Not long after the resignation of gay Republican Congressman Mark Foley, one of America's most influential and politically well-connected religious leaders has quit after being accused of paying for sex with a male prostitute has admitted he bought drugs.
The news broke just one week before voters in eight American states - Colorado, Idaho, Pennsylvania, South Carolina, South Dakota, Tennessee, Virginia and Wisconsin - will decide on gay marriage bans among other issues such as abortion and stem cell research on Tuesday's national midterm elections. [As of this writing, amendments to ban gay marriage won approval Tuesday in Idaho, South Carolina, Tennessee, Virginia and Wisconsin while results were pending in Arizona, Colorado and South Dakota. Similar amendments have passed previously in all 20 states to consider them.]
After initial denials of knowing his accuser, Haggard has since admitted to "sexual immorality" and buying methamphetamine.
Haggard's alleged extracurricular activities came to light when his accuser, Mike Jones, told a US radio station on Nov 1 that Haggard had been paying him for sex, about monthly, over a 3-year period. He had only however learnt of the 50-year-old preacher's identity several months ago when he recognised Haggard on TV.
Gay rights advocates as well as some conservatives have charged the party that prides itself on family values as having a hypocrisy problem.

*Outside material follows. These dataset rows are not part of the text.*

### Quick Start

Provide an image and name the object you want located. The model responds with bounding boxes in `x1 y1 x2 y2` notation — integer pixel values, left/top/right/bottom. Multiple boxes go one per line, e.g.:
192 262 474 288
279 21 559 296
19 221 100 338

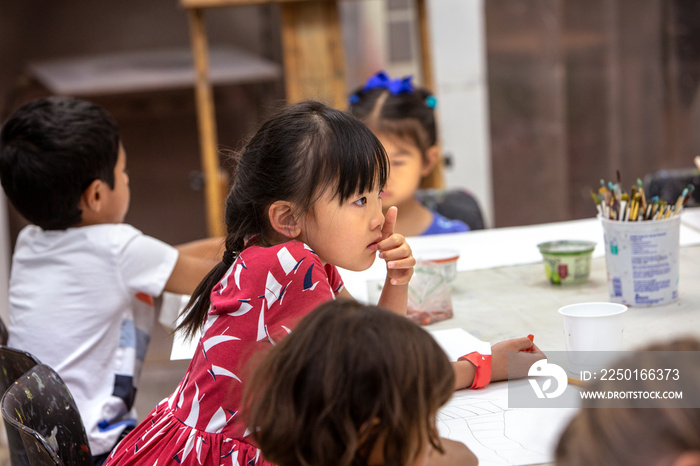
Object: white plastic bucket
601 215 681 307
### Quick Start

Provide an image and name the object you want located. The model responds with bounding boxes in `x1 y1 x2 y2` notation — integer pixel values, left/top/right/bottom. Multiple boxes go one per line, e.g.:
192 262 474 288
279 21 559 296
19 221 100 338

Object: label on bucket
602 216 680 306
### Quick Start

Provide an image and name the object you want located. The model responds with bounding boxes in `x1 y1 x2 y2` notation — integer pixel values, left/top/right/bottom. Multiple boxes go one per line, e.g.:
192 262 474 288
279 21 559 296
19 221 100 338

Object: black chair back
0 364 92 466
0 346 41 466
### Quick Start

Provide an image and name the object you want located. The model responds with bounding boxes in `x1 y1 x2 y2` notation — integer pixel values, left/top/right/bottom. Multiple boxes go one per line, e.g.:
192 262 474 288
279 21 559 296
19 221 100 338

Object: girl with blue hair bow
350 71 470 236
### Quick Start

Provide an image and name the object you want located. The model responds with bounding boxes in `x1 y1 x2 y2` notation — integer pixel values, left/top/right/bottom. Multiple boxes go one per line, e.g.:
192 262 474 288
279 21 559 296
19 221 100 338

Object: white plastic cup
559 302 627 351
601 215 681 307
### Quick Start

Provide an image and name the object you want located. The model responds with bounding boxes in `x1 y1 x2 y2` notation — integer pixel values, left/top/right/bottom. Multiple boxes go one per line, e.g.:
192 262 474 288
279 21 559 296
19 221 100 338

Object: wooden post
416 0 435 91
281 0 347 109
187 8 225 236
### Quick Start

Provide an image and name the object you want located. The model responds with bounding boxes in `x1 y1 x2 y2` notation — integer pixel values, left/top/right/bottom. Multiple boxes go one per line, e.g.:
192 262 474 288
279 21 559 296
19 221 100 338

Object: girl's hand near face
377 206 416 315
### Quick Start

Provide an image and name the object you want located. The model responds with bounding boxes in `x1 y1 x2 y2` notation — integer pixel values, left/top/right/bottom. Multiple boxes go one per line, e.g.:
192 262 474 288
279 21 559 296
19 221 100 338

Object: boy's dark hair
243 300 454 466
0 97 119 230
178 101 389 337
555 337 700 466
350 83 437 157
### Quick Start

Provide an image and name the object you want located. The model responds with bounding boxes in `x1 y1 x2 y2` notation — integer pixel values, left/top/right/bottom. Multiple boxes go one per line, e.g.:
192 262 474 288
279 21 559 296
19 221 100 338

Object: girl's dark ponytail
175 261 229 340
176 101 389 338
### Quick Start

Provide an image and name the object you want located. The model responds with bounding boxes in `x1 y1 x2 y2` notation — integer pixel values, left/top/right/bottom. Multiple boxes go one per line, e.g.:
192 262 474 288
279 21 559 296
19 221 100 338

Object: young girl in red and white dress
106 102 534 466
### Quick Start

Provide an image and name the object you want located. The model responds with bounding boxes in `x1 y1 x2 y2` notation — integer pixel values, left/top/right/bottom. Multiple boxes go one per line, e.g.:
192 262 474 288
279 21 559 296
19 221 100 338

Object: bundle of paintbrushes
591 179 695 222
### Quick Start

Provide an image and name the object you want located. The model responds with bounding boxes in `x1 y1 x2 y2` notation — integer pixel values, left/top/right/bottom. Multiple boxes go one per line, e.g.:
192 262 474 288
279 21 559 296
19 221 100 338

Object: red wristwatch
459 351 491 388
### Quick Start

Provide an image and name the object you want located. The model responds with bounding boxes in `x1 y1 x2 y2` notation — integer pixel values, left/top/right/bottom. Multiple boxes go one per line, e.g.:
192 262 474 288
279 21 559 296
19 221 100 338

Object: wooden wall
484 0 700 226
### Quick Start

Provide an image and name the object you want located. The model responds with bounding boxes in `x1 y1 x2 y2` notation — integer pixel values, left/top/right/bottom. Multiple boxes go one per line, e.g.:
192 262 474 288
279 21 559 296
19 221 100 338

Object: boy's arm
165 238 224 294
377 207 416 315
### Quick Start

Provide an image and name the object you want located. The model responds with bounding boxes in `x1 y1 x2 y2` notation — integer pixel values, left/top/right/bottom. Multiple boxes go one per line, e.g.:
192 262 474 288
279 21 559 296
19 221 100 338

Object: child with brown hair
556 338 700 466
244 300 477 466
107 101 542 466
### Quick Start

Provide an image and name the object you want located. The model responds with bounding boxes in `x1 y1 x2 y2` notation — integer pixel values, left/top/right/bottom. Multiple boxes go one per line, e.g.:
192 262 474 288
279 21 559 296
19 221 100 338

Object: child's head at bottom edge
555 338 700 466
0 96 130 230
245 300 454 466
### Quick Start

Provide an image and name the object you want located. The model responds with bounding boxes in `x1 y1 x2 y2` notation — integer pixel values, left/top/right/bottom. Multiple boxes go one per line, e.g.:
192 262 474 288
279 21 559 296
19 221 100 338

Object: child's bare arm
377 207 416 315
165 238 224 294
452 337 545 390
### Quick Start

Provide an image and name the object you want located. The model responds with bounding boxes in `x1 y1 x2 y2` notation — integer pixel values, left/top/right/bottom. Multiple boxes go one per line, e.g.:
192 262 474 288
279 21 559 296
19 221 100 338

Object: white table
164 209 700 464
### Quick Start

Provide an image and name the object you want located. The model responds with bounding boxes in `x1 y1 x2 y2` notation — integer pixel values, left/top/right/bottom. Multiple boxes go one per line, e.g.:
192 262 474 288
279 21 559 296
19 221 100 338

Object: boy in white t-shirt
0 97 222 464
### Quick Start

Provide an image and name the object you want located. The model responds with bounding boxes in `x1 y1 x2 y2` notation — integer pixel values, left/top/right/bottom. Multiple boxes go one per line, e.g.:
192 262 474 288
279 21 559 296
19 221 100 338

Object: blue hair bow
362 71 413 95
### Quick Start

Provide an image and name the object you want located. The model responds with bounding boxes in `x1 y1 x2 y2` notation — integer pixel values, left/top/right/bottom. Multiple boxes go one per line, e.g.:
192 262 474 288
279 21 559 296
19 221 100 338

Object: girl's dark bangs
324 117 389 203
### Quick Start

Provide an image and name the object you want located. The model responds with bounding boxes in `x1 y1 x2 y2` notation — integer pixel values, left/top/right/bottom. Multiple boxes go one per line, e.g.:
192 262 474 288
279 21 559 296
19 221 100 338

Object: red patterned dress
106 241 343 466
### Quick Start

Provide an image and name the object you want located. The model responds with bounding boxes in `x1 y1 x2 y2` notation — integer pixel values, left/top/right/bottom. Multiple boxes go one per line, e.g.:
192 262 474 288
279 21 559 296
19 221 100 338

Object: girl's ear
420 146 440 177
78 179 107 224
267 201 301 239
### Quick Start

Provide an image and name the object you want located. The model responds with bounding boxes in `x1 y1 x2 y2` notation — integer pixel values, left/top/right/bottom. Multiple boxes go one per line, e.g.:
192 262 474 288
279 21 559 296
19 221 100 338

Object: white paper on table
338 214 700 303
429 328 491 361
437 379 577 466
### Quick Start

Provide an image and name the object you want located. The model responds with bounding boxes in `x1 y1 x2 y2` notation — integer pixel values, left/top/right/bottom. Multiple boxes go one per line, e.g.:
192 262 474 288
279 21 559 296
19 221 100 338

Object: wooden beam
187 8 225 236
281 0 347 109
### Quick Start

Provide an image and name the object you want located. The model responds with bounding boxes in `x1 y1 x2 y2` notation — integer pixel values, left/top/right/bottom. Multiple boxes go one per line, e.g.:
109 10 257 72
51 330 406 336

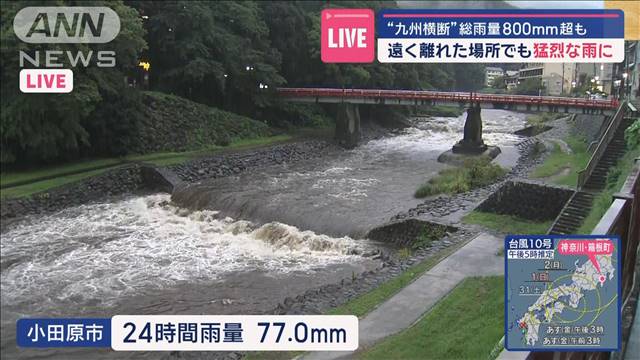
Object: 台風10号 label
505 235 621 351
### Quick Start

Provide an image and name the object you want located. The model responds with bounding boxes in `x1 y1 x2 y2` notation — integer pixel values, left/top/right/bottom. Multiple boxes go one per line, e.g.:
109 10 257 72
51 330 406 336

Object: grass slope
136 91 271 154
359 276 504 360
415 159 507 198
531 136 590 187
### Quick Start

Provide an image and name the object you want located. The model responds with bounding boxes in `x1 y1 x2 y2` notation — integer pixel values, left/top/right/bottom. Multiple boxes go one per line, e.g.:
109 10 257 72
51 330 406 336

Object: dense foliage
0 0 484 165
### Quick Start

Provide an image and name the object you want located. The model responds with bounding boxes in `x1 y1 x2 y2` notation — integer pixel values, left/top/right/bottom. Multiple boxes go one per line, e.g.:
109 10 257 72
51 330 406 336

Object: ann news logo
320 9 375 63
13 6 120 93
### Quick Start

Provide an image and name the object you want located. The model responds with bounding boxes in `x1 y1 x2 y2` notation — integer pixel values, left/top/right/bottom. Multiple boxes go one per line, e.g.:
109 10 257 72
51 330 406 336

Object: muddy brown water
0 110 524 359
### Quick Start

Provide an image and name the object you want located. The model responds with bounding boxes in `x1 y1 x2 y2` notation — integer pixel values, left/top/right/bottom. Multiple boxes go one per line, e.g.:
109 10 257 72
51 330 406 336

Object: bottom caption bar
17 315 358 351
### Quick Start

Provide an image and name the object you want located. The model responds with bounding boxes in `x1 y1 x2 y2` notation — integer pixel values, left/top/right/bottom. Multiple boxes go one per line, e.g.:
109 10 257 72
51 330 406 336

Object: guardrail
276 88 618 109
523 158 640 360
578 101 626 190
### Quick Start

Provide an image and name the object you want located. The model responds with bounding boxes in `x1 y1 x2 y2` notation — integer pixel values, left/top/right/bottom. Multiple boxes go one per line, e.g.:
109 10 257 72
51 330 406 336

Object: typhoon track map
505 236 620 351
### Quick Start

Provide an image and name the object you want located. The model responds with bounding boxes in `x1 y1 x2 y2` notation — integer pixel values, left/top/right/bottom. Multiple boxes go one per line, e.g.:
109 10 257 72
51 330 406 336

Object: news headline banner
376 9 624 63
16 315 358 351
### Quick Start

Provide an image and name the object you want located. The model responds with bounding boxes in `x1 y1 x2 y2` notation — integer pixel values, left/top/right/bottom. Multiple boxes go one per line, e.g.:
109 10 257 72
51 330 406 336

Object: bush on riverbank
415 158 507 198
527 112 567 128
531 135 591 186
127 92 271 154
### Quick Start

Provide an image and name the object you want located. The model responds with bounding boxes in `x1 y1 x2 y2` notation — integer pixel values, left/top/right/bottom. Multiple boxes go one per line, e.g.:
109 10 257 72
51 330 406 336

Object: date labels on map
504 235 621 351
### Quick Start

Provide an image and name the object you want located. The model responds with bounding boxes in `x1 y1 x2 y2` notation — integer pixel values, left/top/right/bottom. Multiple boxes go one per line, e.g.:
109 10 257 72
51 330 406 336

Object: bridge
276 88 619 147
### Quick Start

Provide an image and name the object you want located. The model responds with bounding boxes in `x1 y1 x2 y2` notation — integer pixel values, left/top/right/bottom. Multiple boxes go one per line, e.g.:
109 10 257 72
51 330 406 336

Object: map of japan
505 236 620 350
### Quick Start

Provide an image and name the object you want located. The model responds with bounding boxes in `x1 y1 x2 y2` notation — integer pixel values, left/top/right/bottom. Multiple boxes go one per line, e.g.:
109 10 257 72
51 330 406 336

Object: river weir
1 110 524 359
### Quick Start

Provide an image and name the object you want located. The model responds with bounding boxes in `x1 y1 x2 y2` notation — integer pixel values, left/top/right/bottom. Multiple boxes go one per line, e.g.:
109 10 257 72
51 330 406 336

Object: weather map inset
505 235 621 351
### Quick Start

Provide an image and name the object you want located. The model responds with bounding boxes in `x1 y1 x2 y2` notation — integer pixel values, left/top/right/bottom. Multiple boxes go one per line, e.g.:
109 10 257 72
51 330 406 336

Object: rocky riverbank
0 140 340 221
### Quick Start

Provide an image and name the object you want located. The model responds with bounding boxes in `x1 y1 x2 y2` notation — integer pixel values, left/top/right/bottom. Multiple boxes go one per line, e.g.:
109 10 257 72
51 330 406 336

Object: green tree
132 1 284 113
0 1 145 164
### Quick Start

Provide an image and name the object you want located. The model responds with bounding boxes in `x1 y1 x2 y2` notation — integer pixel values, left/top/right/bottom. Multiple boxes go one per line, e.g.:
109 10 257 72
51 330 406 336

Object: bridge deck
277 88 618 112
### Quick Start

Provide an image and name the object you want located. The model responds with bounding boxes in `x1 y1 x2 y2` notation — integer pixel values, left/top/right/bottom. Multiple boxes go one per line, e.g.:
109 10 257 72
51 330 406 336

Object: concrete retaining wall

Five weeks ago, Foley, a Republican congressman resigned and was forced to come out after he was found to have sent sexually explicit instant messages to teenaged former male pages.
"The attention focused on these cases will inescapably lead people to think about these people's hypocrisy," said Matt Foreman, executive director of the National Gay and Lesbian Task Force.
"They make a career out of defaming gay people and preaching family values, when it's clear that it's just a veneer."
Jones, said in an CNN interview: "For someone who is up there preaching that marriage should only be between a man and a woman, and he's going behind his wife's back and seeing a gay man for sex, I felt like I owed it to the gay community to expose the hypocrisy."
His account of events however also came under scrutiny last Friday after he voluntarily took a polygraph test two days after making his allegations. The polygraph examiner concluded Jones showed some 'deception'. Jones told the news network that the part of the test he failed was on the question of whether he and Rev Haggard had sex. "I don't understand why I failed the part about Haggard," he said.
While gay rights activists point to these high-profile cases to show (as studies have) a link between homophobia in men to self-denial and suppression of their homosexuality, and the hypocrisy of gay-bashing religious leaders; the ex-gay movement might ironically get some unexpected mileage out of the case by making Haggard their new poster boy.
During Sunday services at New Life, it was announced that Focus on the Family's James Dobson, with a team of two pastors, would be overseeing Haggard's "therapeutic restoration."
Michael Cobb, the author of God Hates Fags: The Rhetorics of Religious Violence, said in a Salon.com article: "They can show through Haggard that something actually happens. In some ways it's so scripted, so perfect."